Era el último año del siglo XX cuando él se convirtió en un amigo cercano para mi madre; un año después estaban juntos. Él siempre había imaginado su vida dentro de una familia tradicional y para su mala suerte se enamoró de una mujer que además de tener una hija también comenzaba a perder la habilidad de gestar. Por otro lado, su propio cuerpo no producía el esperma necesario para facilitar lo que creyó que era su deber.
Me tomó como un remplazo para su anhelo y sin pensar demasiado se dio el tiempo y la dedicación necesaria para dejar en mí una parte de él mismo. Parecía que podía quedarse con nosotras para imitar una dinámica que lo hacía sentir completo, tanto como para alimentar la ilusión por años.
La tarde en la que pensé que jamás volvería a verlo parecía tranquila aunque nuevamente el nombre de Felipe Calderón encabezaba las notas del periódico y las noticias televisivas. Los ciudadanos de México estaban cansados de la inseguridad y de la violencia, muchos habían puesto su esperanza en otro hombre blanco con problemas de alcoholismo, que como otros hombres dirigentes de la nación, prometía elevar la situación socioeconómica de los habitantes aparte de liberarnos de la corrupción y las redes del narcotráfico.
Pero para mi madre en ese momento se formaba una desesperanza casi tan grande como la de los pobladores. No se trataba de un asunto sobre presidentes, gobernadores y secretarios de Estado, sino sobre una decisión no distribuida y carente de amparo. Ella dejaría al hombre que la había acompañado durante casi dos lustros, mismo que aunque había encontrado una familia de la cual formar parte, se marchaba con el deseo de poder instruir desde su nacimiento a una niña que compartía su carga genética.

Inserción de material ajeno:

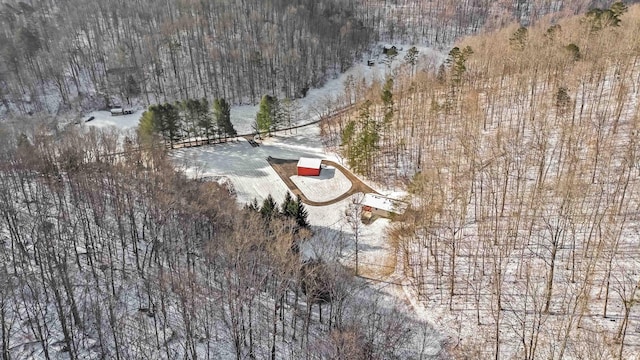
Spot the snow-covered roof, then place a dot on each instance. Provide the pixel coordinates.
(384, 203)
(309, 163)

En el curso de los siguientes once años no pude evitar suprimir las emociones que ese evento me había causado, resultando en intervalos en donde la tristeza se traducía en comportamientos destructivos y pueriles que desbordaban resentimiento y cólera pero carecian de la ingenuidad del infante. Sentía vergüenza ante el dejavú del abandono por una imagen masculina que me negaba nuevamente.

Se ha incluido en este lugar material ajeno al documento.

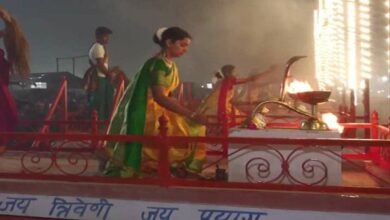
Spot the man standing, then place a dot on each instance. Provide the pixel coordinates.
(101, 97)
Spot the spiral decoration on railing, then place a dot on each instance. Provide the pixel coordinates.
(261, 170)
(275, 167)
(65, 157)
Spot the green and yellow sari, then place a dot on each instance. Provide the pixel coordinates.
(138, 114)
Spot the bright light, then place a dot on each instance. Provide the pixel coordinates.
(298, 86)
(39, 85)
(366, 2)
(331, 120)
(351, 45)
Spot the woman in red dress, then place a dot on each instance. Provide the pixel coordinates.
(16, 48)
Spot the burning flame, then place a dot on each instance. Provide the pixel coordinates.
(331, 120)
(298, 86)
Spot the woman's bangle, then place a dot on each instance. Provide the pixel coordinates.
(193, 114)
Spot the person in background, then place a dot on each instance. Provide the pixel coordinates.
(14, 60)
(145, 100)
(101, 90)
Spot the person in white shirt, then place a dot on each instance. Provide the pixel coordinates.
(101, 97)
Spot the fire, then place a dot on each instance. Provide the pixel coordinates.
(331, 120)
(298, 86)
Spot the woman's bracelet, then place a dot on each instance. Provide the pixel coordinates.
(193, 114)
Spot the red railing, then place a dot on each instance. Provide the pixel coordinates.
(164, 177)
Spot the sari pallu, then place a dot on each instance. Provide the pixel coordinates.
(138, 114)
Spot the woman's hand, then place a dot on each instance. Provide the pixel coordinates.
(5, 15)
(201, 119)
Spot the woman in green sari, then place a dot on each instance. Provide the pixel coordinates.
(144, 101)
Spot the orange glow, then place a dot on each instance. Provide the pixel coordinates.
(331, 120)
(298, 86)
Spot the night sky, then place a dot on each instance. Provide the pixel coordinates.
(252, 34)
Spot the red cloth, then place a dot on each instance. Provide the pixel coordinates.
(8, 112)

Se había anunciado el regreso de The Cure a Ciudad de México cuando volvimos a tener contacto, y al compartir la admiración por la música de uno de los íconos mas notorios del new wave británico de los ochentas, decidimos reencontrarnos, rodeados de canciones llenas de nostalgia que me llevaban al día en el que me obsequió un disco pirata que había comprado en el mercado. Y ahí parada entre el cardumen que se mecía como peces al rededor del escenario, intenté contener una respuesta aparentemente inevitable mientras comenzaba a sonar pictures of you.
Es así como finalmente encontré el coraje para dejar ir todo. Esperé poco más de una década para apartar la aversión a mi sentir que el pasado me hacia padecer, así que mientras escuchaba cuidadosamente las palabras de Robert Smith permití que las lágrimas humedecieran mis pómulos. Él se acercó para poder resguardarme en un abrazo que reconocía y empatizaba con el dolor que su partida dejó. Yo lo había disculpado al dejar caer la apariencia evidenciando la autenticidad de mis emociones.
Dicen que las cosas buenas duran poco, y para los tres la convivencia frecuente y amigable continuó únicamente por cuatro años. Fue en la caretera hacia Campeche que él decidió comenzar a cimentar el camino hacia el fin de la amistad que ellos dos mantenían, utilizando la crítica constante que cualquier hombre tiene acerca de las mujeres soberanas, que a diferencia de lo que Pablo Neruda creía, a mi madre y a mí no nos bastaba con las alas de la mediocridad masculina para poder ser las gobernantes de nuestra libertad. Quisiera imaginar que todo sucedió bajo ese eclipse solar para evitar el declive que causaría nuestra ruina como Ícaro al huír de la isla de Creta.